5. To comply with regulations Security policies also shape the company’s
cybersecurity efforts, particularly in meeting the requirements of industry standards
and regulations, like PCI, GDPR, HIPAA, or ISO/IEC 27002.

Why should security policies be developed?

Security policies form the foundations of a company’s cybersecurity program. These policies
are not only there to protect company data and IT resources or to raise employee cyber
awareness; these policies also help companies remain competitive and earn (and retain) the
trust of their clients or customers. Think about this: if a bank loses clients’ data to hackers,
will that bank still be trusted? Eventually, companies can regain lost consumer trust, but
doing so is a long and difficult process.

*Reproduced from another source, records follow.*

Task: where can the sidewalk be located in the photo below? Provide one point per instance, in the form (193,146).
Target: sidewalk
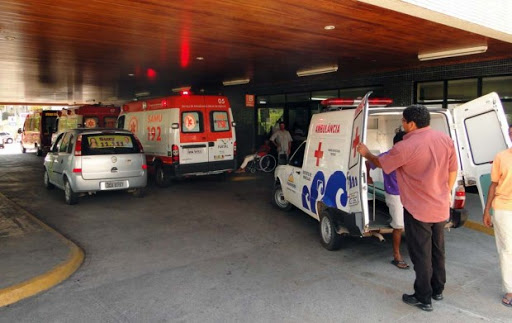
(33,256)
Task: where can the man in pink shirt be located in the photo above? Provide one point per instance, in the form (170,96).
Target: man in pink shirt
(426,168)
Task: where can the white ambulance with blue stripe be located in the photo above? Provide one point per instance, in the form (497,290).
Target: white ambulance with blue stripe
(326,177)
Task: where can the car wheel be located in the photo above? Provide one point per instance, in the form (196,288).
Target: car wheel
(329,238)
(162,178)
(46,180)
(139,192)
(279,199)
(71,197)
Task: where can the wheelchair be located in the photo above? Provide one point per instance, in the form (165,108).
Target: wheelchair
(266,163)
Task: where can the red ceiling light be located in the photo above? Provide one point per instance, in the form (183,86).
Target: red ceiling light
(151,74)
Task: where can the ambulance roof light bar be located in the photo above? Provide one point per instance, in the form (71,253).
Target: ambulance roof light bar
(352,103)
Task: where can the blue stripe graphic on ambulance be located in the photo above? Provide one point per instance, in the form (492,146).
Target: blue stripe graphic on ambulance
(334,193)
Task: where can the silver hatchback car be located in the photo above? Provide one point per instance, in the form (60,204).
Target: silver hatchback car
(85,161)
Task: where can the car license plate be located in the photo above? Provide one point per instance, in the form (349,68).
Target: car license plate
(113,185)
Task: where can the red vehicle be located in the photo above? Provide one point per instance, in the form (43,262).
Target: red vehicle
(87,116)
(37,131)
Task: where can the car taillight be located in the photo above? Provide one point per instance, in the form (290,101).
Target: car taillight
(78,147)
(460,197)
(175,154)
(139,144)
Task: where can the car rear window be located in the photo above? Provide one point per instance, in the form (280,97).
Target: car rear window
(104,144)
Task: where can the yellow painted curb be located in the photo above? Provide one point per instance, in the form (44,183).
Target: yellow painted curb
(49,279)
(243,178)
(479,227)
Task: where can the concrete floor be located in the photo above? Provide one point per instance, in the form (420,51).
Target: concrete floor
(206,250)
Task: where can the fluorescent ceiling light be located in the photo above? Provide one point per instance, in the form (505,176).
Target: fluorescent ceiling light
(320,70)
(452,53)
(236,82)
(181,89)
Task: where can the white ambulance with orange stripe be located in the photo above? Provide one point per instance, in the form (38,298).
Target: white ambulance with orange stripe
(327,179)
(183,135)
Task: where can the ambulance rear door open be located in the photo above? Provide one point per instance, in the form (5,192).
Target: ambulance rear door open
(481,131)
(220,134)
(193,148)
(207,134)
(356,177)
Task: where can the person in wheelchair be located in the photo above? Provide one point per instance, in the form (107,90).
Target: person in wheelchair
(262,151)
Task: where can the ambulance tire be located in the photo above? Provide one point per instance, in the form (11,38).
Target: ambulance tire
(279,201)
(162,177)
(329,238)
(46,181)
(70,196)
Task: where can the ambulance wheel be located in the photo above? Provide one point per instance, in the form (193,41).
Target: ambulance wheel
(70,196)
(279,199)
(329,238)
(162,178)
(47,183)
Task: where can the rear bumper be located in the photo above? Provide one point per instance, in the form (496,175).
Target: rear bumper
(197,169)
(349,222)
(80,185)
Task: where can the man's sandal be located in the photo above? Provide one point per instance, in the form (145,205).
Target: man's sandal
(400,264)
(506,301)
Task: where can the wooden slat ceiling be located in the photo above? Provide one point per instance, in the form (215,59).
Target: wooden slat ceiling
(67,51)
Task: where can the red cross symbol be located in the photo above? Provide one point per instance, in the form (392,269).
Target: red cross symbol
(355,142)
(319,153)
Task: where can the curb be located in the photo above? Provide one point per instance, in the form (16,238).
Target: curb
(479,227)
(49,279)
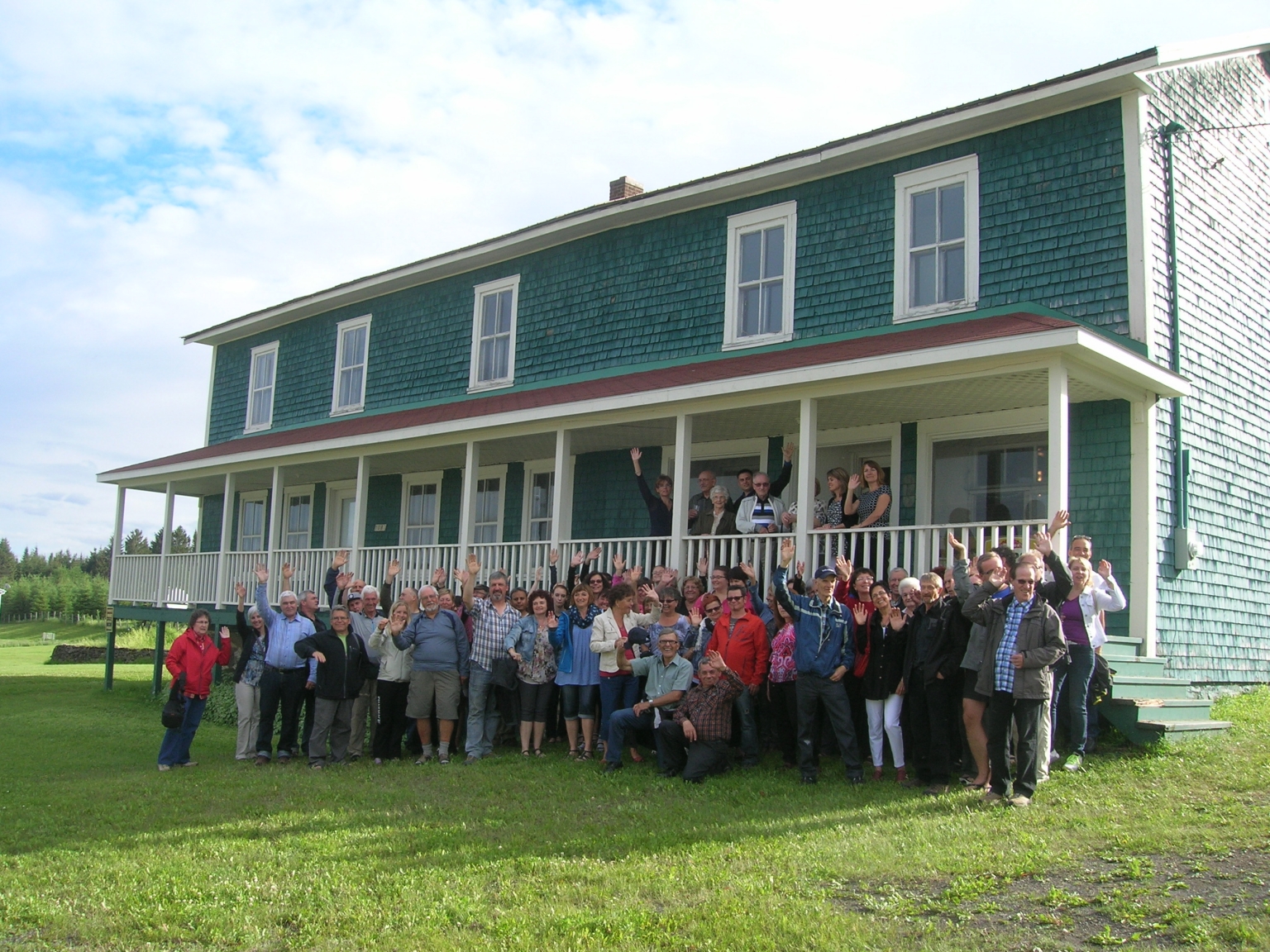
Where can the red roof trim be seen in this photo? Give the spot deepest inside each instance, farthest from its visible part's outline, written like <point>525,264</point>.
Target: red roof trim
<point>743,366</point>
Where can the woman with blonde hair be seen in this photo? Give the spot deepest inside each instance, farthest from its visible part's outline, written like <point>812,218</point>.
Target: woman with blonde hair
<point>1082,629</point>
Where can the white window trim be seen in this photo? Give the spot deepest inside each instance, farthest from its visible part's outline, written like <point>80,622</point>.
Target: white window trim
<point>331,530</point>
<point>336,410</point>
<point>489,473</point>
<point>260,495</point>
<point>419,478</point>
<point>306,490</point>
<point>1001,423</point>
<point>966,169</point>
<point>786,215</point>
<point>533,468</point>
<point>251,386</point>
<point>490,287</point>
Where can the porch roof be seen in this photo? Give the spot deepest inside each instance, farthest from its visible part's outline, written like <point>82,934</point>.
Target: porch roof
<point>943,350</point>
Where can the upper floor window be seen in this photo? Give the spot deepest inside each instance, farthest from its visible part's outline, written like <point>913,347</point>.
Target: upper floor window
<point>260,393</point>
<point>938,239</point>
<point>760,298</point>
<point>494,334</point>
<point>352,345</point>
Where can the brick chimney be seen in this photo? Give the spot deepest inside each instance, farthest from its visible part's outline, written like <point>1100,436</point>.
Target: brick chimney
<point>625,187</point>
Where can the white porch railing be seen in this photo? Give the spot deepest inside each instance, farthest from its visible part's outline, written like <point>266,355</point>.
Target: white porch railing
<point>191,578</point>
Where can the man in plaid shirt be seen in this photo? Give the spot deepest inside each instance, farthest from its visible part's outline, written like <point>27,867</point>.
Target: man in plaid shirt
<point>492,620</point>
<point>695,743</point>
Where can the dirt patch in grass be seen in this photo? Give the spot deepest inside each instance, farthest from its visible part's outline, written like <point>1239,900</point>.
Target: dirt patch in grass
<point>1115,899</point>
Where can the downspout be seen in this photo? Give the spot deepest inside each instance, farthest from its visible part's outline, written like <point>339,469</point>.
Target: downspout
<point>1185,549</point>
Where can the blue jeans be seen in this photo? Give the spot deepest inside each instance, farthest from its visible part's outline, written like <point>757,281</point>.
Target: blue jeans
<point>175,743</point>
<point>481,712</point>
<point>615,693</point>
<point>1077,674</point>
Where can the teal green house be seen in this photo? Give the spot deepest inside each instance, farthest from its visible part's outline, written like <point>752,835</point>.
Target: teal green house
<point>1057,298</point>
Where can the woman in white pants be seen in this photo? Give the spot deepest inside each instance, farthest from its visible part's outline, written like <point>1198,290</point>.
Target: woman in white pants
<point>246,675</point>
<point>884,675</point>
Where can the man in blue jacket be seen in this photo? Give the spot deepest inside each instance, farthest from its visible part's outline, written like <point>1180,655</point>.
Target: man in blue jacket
<point>824,637</point>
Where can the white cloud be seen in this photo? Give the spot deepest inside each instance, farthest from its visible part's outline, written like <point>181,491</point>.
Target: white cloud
<point>164,168</point>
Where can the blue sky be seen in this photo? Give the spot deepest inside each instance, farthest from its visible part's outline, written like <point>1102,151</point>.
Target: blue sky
<point>164,168</point>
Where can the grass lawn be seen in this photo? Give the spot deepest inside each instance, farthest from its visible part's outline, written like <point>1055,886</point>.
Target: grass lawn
<point>1158,848</point>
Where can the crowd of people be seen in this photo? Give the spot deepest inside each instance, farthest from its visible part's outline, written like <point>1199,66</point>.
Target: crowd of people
<point>969,670</point>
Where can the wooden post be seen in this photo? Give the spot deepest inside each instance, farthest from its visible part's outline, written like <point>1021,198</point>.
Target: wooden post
<point>160,645</point>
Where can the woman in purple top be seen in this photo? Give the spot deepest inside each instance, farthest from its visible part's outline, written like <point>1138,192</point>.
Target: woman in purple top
<point>1082,629</point>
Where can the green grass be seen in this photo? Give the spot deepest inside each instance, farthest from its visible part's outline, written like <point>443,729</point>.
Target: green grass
<point>99,850</point>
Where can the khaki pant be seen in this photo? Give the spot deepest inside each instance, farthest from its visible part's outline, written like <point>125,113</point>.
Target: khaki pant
<point>362,707</point>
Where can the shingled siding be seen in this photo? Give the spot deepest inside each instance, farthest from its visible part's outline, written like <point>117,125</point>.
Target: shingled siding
<point>1052,232</point>
<point>1099,488</point>
<point>1213,623</point>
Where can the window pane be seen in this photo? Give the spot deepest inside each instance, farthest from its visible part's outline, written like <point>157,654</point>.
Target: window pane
<point>355,347</point>
<point>489,315</point>
<point>772,295</point>
<point>774,251</point>
<point>750,309</point>
<point>751,255</point>
<point>922,225</point>
<point>922,274</point>
<point>504,312</point>
<point>502,345</point>
<point>952,274</point>
<point>952,212</point>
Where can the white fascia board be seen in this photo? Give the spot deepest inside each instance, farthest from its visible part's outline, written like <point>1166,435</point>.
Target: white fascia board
<point>862,151</point>
<point>995,355</point>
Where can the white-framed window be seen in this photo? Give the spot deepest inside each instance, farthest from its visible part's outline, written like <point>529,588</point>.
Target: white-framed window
<point>352,350</point>
<point>938,239</point>
<point>260,391</point>
<point>494,334</point>
<point>251,507</point>
<point>421,508</point>
<point>760,296</point>
<point>298,514</point>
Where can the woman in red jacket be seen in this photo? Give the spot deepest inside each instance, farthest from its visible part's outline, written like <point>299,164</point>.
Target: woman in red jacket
<point>194,655</point>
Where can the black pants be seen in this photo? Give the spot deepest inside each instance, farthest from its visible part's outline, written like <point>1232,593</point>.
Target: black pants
<point>784,706</point>
<point>1026,714</point>
<point>813,693</point>
<point>284,688</point>
<point>928,706</point>
<point>390,700</point>
<point>695,759</point>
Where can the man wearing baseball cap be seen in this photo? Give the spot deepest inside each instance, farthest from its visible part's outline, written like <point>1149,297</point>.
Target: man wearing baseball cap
<point>824,653</point>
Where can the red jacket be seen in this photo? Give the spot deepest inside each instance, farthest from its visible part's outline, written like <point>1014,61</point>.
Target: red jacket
<point>196,655</point>
<point>744,646</point>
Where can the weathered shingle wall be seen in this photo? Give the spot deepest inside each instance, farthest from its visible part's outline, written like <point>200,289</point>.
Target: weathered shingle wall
<point>1213,622</point>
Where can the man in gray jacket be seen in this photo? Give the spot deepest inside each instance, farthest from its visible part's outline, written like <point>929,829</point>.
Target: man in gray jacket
<point>440,646</point>
<point>1024,640</point>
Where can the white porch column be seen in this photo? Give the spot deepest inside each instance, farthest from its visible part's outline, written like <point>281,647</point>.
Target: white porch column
<point>161,594</point>
<point>807,424</point>
<point>1058,448</point>
<point>117,547</point>
<point>682,478</point>
<point>227,531</point>
<point>1143,555</point>
<point>561,494</point>
<point>468,511</point>
<point>272,561</point>
<point>360,497</point>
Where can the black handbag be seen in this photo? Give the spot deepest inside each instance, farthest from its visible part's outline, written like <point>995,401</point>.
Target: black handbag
<point>174,711</point>
<point>504,673</point>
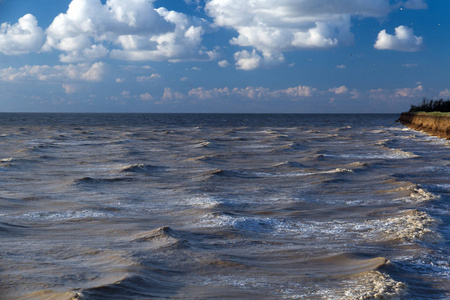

………………………………………………………………………………………………..

Introduction to Indian Cyber Law

Indian Cyber Law is a legal framework in India that governs activities in cyberspace,
including the internet, digital communication, and electronic commerce. With the rapid
advancement in technology and the increasing reliance on digital platforms for
communication, business, and information exchange, the need for a robust cyber law
framework has become essential.

Key Legislation: The Information Technology Act, 2000

The cornerstone of Indian Cyber Law is the Information Technology Act, 2000 (IT Act). This
Act was enacted to provide legal recognition for transactions carried out by means of
electronic data interchange and other means of electronic communication, commonly referred
to as electronic commerce. The IT Act aims to facilitate electronic governance by providing
legal recognition to electronic records and digital signatures.

Objectives of the IT Act, 2000:

1. Legal Recognition of Electronic Transactions: Ensuring that electronic contracts

are legally enforceable.
2. Regulation of Digital Signatures: Providing a legal framework for the authentication
of electronic records through digital signatures.
3. Cybercrime Prevention: Defining various cybercrimes and prescribing penalties for
them.
4. Data Protection: Establishing provisions for the protection of sensitive personal data.